The similarity in these scenarios is vulnerability and uncertainty. Our brain is wired to protect us from these feelings so we might start to rehearse over and over in our head or we might talk to a trusted and close confidant to gain the courage for the conversation. If we are unable to face the vulnerability and uncertainty, we might decide to skip the conversation all together or put it off for another day…

The longer we hold back these important conversations with our loved ones we miss opportunities for connection. We also carry the weight of things unsaid. Overtime it can cost us our peace and if we wait too long, we regret never having the conversation. However, when we do find the courage to speak up the risk is often worth the reward.

Brené Brown, a research professor at the University of Houston, found that “staying vulnerable is a risk we have to take if we want to experience connection.” Even though conversations may be difficult if we avoid them, we avoid connection. Connection is required for relationships and relationships are among the most important things in life. It is probably no surprise research overwhelming demonstrates relationships have a positive impact on the aging experience. In fact, relationships have been found to be one of the strongest determinants of health and wellness for older adults.

As an aging service professional, I have seen how facing late life can be a very vulnerable time for older adults and their loved ones. I have seen how avoidance of vulnerable conversations has led to disconnection, damaged relationships, stress, depression, anxiety, shame, regret, difficult deaths, and tarnished memories of lives well lived. I have also seen how courage to have vulnerable conversations can strengthen and enrich relationships. I have seen it heal broken relationships. I have seen it unleash an urgency for meaningful and purposeful living. I have seen how it has provided a sense of hope, peace, and acceptance.

I believe we can transform the aging experience by increasing the resources and opportunities to drive meaningful connection throughout the lifespan, all the way to end. In order to do this, we need to challenge the status quo that avoids vulnerable conversations about inevitable aging and mortality, perhaps it is where we might find our deepest connections and wisdom about what really matters.

Empira is currently working to increase opportunities for connection through vulnerable late life conversations in a grant project titled ResoLute.
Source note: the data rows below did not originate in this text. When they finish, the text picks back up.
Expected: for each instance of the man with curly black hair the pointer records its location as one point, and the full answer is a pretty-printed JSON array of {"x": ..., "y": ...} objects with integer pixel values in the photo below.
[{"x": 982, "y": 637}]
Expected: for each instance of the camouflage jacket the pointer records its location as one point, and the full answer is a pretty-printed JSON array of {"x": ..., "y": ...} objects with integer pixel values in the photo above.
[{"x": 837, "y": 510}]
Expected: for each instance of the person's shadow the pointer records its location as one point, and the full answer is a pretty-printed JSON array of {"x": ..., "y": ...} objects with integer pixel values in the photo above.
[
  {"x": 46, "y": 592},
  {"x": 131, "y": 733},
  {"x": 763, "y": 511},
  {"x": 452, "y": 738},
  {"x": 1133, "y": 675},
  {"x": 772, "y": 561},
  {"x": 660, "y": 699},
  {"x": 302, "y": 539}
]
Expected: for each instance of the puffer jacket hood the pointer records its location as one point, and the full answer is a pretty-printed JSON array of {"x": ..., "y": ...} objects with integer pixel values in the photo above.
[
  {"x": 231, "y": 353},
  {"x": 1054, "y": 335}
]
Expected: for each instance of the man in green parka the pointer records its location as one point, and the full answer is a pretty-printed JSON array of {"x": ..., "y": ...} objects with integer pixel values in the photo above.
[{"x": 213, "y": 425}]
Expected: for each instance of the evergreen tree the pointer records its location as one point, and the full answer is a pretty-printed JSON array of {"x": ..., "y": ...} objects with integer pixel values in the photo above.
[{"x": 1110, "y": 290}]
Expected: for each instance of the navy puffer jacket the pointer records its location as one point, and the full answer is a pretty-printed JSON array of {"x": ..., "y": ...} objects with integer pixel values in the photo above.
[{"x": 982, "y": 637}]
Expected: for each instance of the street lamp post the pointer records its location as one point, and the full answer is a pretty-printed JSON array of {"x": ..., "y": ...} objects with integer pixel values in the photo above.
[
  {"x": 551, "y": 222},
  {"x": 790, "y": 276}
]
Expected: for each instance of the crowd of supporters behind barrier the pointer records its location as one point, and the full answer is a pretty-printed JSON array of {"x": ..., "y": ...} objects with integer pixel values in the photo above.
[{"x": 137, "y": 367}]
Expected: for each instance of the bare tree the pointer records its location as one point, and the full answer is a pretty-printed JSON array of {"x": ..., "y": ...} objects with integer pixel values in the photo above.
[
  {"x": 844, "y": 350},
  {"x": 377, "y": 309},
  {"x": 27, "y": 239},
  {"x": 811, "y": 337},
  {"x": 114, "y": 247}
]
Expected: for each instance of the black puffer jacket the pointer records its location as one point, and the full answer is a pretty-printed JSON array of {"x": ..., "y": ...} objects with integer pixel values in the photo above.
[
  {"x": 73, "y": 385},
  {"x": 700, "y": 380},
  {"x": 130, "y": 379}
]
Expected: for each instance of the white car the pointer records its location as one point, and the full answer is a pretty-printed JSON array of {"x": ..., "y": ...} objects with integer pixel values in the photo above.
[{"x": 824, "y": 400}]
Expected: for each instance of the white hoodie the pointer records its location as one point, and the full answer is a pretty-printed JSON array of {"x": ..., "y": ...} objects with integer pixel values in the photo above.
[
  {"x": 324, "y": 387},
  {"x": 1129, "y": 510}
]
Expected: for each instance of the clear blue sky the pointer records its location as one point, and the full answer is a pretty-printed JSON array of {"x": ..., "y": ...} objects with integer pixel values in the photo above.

ResoLute proactively provides a sacred space, time, and guided resources for conversations and reflections to confront and talk about vulnerable topics related to aging and inevitable mortality such as health condition, life story, purpose, relationships, spirituality, end of life wishes, and legacy. We have titled these conversations the Work of Aging. It is called work for a reason; getting older is difficult and it takes courage to work through these conversations.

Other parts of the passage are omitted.